メリダの考古遺跡群はローマ帝国の最盛期とその後の時代の両面についてローマの都市公共建築の卓越した例を示している。

■完全性

メリダの考古遺跡群の保存状態は非常にすぐれており、素材の完全性を維持している。ローマ植民都市の主要な構造と遺構を保持しており、その上に西ゴート時代やイスラム教時代の建造物が築かれたため、歴史上のさまざまな時代の特徴を示しながらも融合し、全体として統一された街並みを形成している。都市開発は限られており、20世紀に発掘されるまで埋もれていたすべての遺跡の完全性が保たれている。

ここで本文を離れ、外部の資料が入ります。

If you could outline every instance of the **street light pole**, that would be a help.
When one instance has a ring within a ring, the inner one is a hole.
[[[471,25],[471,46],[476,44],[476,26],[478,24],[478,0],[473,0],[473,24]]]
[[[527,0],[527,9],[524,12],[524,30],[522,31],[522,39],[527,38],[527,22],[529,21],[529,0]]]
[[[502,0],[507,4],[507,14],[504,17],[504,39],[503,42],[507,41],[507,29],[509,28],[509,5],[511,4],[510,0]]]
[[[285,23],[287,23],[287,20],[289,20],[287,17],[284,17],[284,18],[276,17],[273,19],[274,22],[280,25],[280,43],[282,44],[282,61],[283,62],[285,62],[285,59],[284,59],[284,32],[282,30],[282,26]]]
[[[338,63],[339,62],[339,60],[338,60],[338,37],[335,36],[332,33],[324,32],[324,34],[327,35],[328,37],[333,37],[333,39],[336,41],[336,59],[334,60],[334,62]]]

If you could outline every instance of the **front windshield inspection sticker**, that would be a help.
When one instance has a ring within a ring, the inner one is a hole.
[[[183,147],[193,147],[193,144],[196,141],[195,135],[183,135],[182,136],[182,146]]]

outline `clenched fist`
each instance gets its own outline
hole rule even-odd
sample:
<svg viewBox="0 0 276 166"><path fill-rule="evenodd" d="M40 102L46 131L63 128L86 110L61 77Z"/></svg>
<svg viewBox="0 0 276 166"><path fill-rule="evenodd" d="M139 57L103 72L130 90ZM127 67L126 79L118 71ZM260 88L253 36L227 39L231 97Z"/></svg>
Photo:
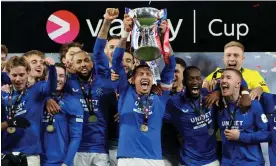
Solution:
<svg viewBox="0 0 276 166"><path fill-rule="evenodd" d="M129 17L128 14L124 15L124 28L127 32L130 32L132 29L132 19Z"/></svg>
<svg viewBox="0 0 276 166"><path fill-rule="evenodd" d="M119 10L115 8L107 8L105 10L104 19L108 21L113 21L119 15Z"/></svg>

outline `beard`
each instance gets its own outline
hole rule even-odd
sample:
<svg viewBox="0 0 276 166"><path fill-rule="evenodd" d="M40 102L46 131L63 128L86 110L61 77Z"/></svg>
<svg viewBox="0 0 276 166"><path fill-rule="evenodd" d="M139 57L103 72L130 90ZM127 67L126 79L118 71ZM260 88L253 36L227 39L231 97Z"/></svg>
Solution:
<svg viewBox="0 0 276 166"><path fill-rule="evenodd" d="M83 75L81 72L77 72L77 75L81 80L88 81L90 76L92 74L92 71L89 71L87 75Z"/></svg>

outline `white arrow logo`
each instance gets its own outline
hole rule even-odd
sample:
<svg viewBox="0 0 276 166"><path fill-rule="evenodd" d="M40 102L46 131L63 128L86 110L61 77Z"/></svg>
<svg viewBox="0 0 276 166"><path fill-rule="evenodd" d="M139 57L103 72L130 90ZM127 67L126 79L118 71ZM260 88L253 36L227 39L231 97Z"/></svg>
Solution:
<svg viewBox="0 0 276 166"><path fill-rule="evenodd" d="M62 20L61 18L55 16L55 15L51 15L48 19L49 21L61 26L59 29L49 33L49 37L54 40L56 39L57 37L65 34L66 32L69 32L70 31L70 24L64 20Z"/></svg>

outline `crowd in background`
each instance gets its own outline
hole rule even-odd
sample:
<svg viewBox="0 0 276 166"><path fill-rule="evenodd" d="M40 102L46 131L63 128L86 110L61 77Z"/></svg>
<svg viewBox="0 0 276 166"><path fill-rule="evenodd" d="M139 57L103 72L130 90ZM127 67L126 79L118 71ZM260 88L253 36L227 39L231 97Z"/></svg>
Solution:
<svg viewBox="0 0 276 166"><path fill-rule="evenodd" d="M1 45L2 164L33 166L276 165L276 96L243 67L244 46L224 47L225 68L204 80L170 47L161 80L132 55L124 32L108 37L108 8L93 56L62 45L60 63L38 50L6 61ZM166 21L159 25L160 38Z"/></svg>

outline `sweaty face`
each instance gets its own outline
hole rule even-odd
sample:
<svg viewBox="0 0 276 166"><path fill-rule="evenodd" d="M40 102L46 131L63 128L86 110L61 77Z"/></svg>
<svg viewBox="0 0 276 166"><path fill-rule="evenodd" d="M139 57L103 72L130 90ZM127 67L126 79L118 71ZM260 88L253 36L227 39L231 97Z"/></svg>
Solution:
<svg viewBox="0 0 276 166"><path fill-rule="evenodd" d="M181 86L183 81L184 68L180 64L176 64L174 71L173 88Z"/></svg>
<svg viewBox="0 0 276 166"><path fill-rule="evenodd" d="M109 42L105 46L105 54L107 55L109 62L112 61L113 52L119 41L119 39L109 40Z"/></svg>
<svg viewBox="0 0 276 166"><path fill-rule="evenodd" d="M28 61L31 67L30 76L34 78L42 77L44 70L43 59L40 56L33 54L26 57L26 60Z"/></svg>
<svg viewBox="0 0 276 166"><path fill-rule="evenodd" d="M152 87L152 72L148 67L141 67L136 70L134 84L138 94L148 94Z"/></svg>
<svg viewBox="0 0 276 166"><path fill-rule="evenodd" d="M243 50L239 47L228 47L224 50L224 65L226 68L241 69L244 60Z"/></svg>
<svg viewBox="0 0 276 166"><path fill-rule="evenodd" d="M26 67L17 66L10 69L9 77L14 88L18 91L23 90L28 81L28 72Z"/></svg>
<svg viewBox="0 0 276 166"><path fill-rule="evenodd" d="M62 62L64 64L66 64L66 61L71 62L72 59L73 59L74 54L77 53L77 52L80 52L80 51L81 51L81 49L79 47L70 47L68 49L67 53L65 54L65 58L62 59Z"/></svg>
<svg viewBox="0 0 276 166"><path fill-rule="evenodd" d="M66 76L65 76L65 70L61 67L56 67L57 70L57 91L60 91L63 89Z"/></svg>
<svg viewBox="0 0 276 166"><path fill-rule="evenodd" d="M7 54L1 52L1 60L2 60L2 61L5 61L5 60L6 60L6 57L7 57Z"/></svg>
<svg viewBox="0 0 276 166"><path fill-rule="evenodd" d="M240 87L241 80L233 71L224 71L221 80L220 88L222 96L231 96Z"/></svg>
<svg viewBox="0 0 276 166"><path fill-rule="evenodd" d="M88 54L80 52L74 55L74 68L78 74L88 76L93 67L93 63Z"/></svg>
<svg viewBox="0 0 276 166"><path fill-rule="evenodd" d="M189 70L187 78L187 90L189 91L191 97L199 97L201 87L201 72L196 69Z"/></svg>
<svg viewBox="0 0 276 166"><path fill-rule="evenodd" d="M128 73L130 70L133 70L133 67L134 67L133 57L130 53L127 53L127 52L124 53L123 66L125 68L126 73Z"/></svg>

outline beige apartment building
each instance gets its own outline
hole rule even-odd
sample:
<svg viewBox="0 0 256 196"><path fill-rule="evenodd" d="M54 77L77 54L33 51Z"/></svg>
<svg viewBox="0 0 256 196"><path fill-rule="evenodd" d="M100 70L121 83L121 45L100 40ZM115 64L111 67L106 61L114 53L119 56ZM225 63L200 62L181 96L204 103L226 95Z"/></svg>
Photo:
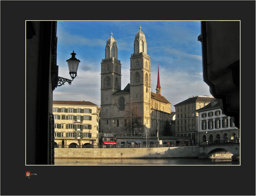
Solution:
<svg viewBox="0 0 256 196"><path fill-rule="evenodd" d="M55 145L97 145L99 113L90 101L53 101Z"/></svg>
<svg viewBox="0 0 256 196"><path fill-rule="evenodd" d="M190 96L188 99L174 106L175 107L175 135L188 136L190 143L199 142L198 114L195 111L203 108L215 98L207 95Z"/></svg>

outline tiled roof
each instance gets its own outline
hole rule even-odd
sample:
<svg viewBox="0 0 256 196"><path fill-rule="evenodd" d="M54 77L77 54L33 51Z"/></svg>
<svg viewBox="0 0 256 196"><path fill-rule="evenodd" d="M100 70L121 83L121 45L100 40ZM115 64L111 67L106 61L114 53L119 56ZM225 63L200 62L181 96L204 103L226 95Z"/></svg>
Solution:
<svg viewBox="0 0 256 196"><path fill-rule="evenodd" d="M211 100L212 99L215 99L215 98L211 97L199 97L196 96L190 98L188 98L187 99L180 102L173 106L175 107L177 106L180 105L183 105L186 103L194 103L197 102L206 102L210 103Z"/></svg>
<svg viewBox="0 0 256 196"><path fill-rule="evenodd" d="M166 103L170 103L168 100L165 99L165 98L163 96L160 96L156 93L155 93L152 92L151 92L151 98Z"/></svg>
<svg viewBox="0 0 256 196"><path fill-rule="evenodd" d="M128 84L126 85L125 88L123 90L121 90L115 92L113 94L113 95L117 94L122 94L122 93L130 93L130 84L128 83Z"/></svg>
<svg viewBox="0 0 256 196"><path fill-rule="evenodd" d="M171 117L173 117L173 116L175 115L176 112L171 112Z"/></svg>
<svg viewBox="0 0 256 196"><path fill-rule="evenodd" d="M201 112L201 111L205 111L205 110L210 110L211 109L214 109L215 108L220 108L220 100L219 99L216 99L215 100L215 101L217 103L214 106L212 106L211 103L208 103L204 107L198 109L196 110L196 111L198 112Z"/></svg>
<svg viewBox="0 0 256 196"><path fill-rule="evenodd" d="M97 105L90 101L53 101L54 105L68 105L76 106L97 106Z"/></svg>

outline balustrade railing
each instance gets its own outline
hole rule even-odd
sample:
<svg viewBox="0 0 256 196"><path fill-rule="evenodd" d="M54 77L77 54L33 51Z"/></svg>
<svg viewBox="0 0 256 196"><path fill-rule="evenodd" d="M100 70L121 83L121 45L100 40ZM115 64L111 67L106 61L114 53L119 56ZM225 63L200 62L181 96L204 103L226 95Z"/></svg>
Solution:
<svg viewBox="0 0 256 196"><path fill-rule="evenodd" d="M214 145L229 145L240 143L239 139L205 141L198 143L171 143L170 144L153 145L140 144L139 145L55 145L56 148L164 148L179 147L193 146L206 146Z"/></svg>

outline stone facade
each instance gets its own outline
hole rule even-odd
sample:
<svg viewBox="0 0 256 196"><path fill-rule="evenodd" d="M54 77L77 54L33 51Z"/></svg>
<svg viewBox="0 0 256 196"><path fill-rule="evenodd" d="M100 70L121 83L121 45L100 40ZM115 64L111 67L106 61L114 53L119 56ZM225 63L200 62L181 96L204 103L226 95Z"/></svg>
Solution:
<svg viewBox="0 0 256 196"><path fill-rule="evenodd" d="M170 103L161 94L151 91L151 60L147 53L145 35L141 29L140 27L136 34L134 53L130 58L130 83L123 90L121 89L121 64L117 59L116 41L112 32L107 42L105 58L101 62L101 133L139 135L147 129L155 135L158 128L160 135L165 121L170 120ZM112 48L115 49L112 52ZM133 133L130 130L124 132L125 115L132 108L136 109L144 127Z"/></svg>
<svg viewBox="0 0 256 196"><path fill-rule="evenodd" d="M220 108L220 100L212 100L205 107L196 110L198 113L199 142L211 142L240 138L240 130L236 127L232 118L223 113Z"/></svg>
<svg viewBox="0 0 256 196"><path fill-rule="evenodd" d="M100 112L97 105L54 101L53 108L55 145L98 145Z"/></svg>
<svg viewBox="0 0 256 196"><path fill-rule="evenodd" d="M175 135L188 136L190 143L199 142L198 138L198 114L195 111L215 99L209 96L196 95L174 106L175 107Z"/></svg>

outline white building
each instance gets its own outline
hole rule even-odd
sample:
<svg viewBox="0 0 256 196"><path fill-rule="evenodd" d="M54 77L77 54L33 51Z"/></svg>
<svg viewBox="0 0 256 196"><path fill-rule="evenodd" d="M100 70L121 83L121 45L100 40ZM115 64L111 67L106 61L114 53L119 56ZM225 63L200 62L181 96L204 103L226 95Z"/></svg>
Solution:
<svg viewBox="0 0 256 196"><path fill-rule="evenodd" d="M196 111L198 116L198 142L225 142L239 138L240 129L231 117L224 114L219 99L212 100Z"/></svg>

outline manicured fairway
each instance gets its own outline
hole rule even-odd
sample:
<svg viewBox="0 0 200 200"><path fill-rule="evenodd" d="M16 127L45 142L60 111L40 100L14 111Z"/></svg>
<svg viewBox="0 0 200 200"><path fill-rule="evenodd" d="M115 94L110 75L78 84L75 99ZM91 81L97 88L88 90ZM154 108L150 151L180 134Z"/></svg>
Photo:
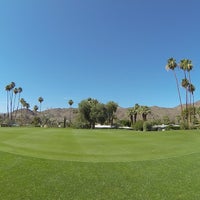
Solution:
<svg viewBox="0 0 200 200"><path fill-rule="evenodd" d="M25 156L82 162L127 162L200 152L200 133L127 130L0 129L0 150Z"/></svg>
<svg viewBox="0 0 200 200"><path fill-rule="evenodd" d="M200 132L0 128L0 199L200 199Z"/></svg>

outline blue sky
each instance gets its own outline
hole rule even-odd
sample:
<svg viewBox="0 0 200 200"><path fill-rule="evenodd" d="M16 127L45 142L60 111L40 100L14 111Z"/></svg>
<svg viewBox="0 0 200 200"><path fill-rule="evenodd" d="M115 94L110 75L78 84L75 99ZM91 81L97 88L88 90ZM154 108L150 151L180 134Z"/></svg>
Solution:
<svg viewBox="0 0 200 200"><path fill-rule="evenodd" d="M1 0L0 112L11 81L31 108L39 96L43 109L88 97L175 107L169 57L193 61L199 100L199 9L199 0Z"/></svg>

遺跡は現在の都市に組み込まれており、都市景観の一部をなしている。何世紀にもわたって変化してきたにもかかわらず、構成資産は歴史的・科学的な意義を維持しており、ローマ橋やテアトルムなど多くの建造物が現在も使用されている。

■真正性

メリダの考古遺跡群のさまざまな構成資産はその形状・デザイン・素材・用途・機能において真正性を維持している。サンタ・エウラリア・バシリカは西ゴート・ロマネスク・ゴシック・バロックといったさまざまな様式が混在し、それぞれの時代のニーズに適応した例を示している。中世と近世に改修されたグアディアナ川のローマ橋の一部区間も同様だ。スペイン帝国時代の17世紀にはふたつのキリスト教のモニュメントがローマ時代の大理石で建設され、この街の歴史的アイデンティティが示された。それがサンタ・エウラリアのオベリスクとバシリカの殉教聖堂で、それぞれ異教徒の祭壇とマルス神殿の素材が転用された。20世紀に入って基本的に人的介入は行われていないが、アンフィテアトルムのスタンドの一部や倉庫は保護や理解の必要性から復元された。テアトルムのステージは例外的に復元されたが、現代的な基準に従っている。原則として介入は遺物の統合のみで再建は行われていないため、保存状態は良好である。